Max-Planck-Institut für Rechtsgeschichte und Rechtstheorie
Oktober 2026 oder zum nächstmöglichen Zeitpunkt danach
eine*n Doktorand*in (m/w/d)
für das Fellowship-Projekt „Die Geschichte des Europäischen Arbeitsrechts“ unter der Leitung von
Professor Dr. Thorsten Keiser und Professor Stefan Vogenauer.
Sie publizieren Ihre Forschungsergebnisse und arbeiten unter Anleitung von Professor Stefan Vogenauer und Professor Dr. Thorsten Keiser aktiv an den Forschungsaufgaben des Instituts mit.
Vorausgesetzt wird ein mit weit überdurchschnittlichem Erfolg abgeschlossenes Hochschulstudium der Rechts-, Geistes- oder Sozialwissenschaften. Sie verfügen über sehr gute Englischkenntnisse in Wort und Schrift und sind gegebenenfalls bereit, Deutschkenntnisse zu erwerben. Kenntnisse der französischen Sprache sind wünschenswert.

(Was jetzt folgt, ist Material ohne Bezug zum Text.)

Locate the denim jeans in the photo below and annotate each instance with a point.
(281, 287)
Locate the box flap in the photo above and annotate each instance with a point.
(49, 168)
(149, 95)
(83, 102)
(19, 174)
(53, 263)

Ihr Lebenslauf lässt das Potenzial erkennen, Forschung auf international hohem Niveau zu betreiben. Sie erwartet eine anspruchsvolle und vielseitige Tätigkeit in einem internationalen Forschungsumfeld mit hervorragender Infrastruktur und gutem Arbeitsklima. Wir bieten Ihnen eine befristete Vollzeitstelle (derzeit 39 Stunden/Woche) mit Dienstort Frankfurt/Main; mobiles Arbeiten ist derzeit grundsätzlich mit einem prozentualen Anteil von bis zu 40 Prozent pro Monat möglich. Dies entspricht, je nach familiären Umständen, einer Nettovergütung von ca. 2.163 € plus einer Jahressonderzahlung. Die Stelle ist auf drei Jahre befristet; Für Ihre Promotion haben Sie unbegrenzten Zugang zu einer weltweit renommierten Spezialbibliothek und Zugriff auf eine Vielzahl von Datenbänken. Es bestehen weitreichende Möglichkeiten zur persönlichen und fachlichen Weiterbildung. Bei Bedarf können Kurse zum Erlernen der deutschen oder französischen Sprache finanziert werden.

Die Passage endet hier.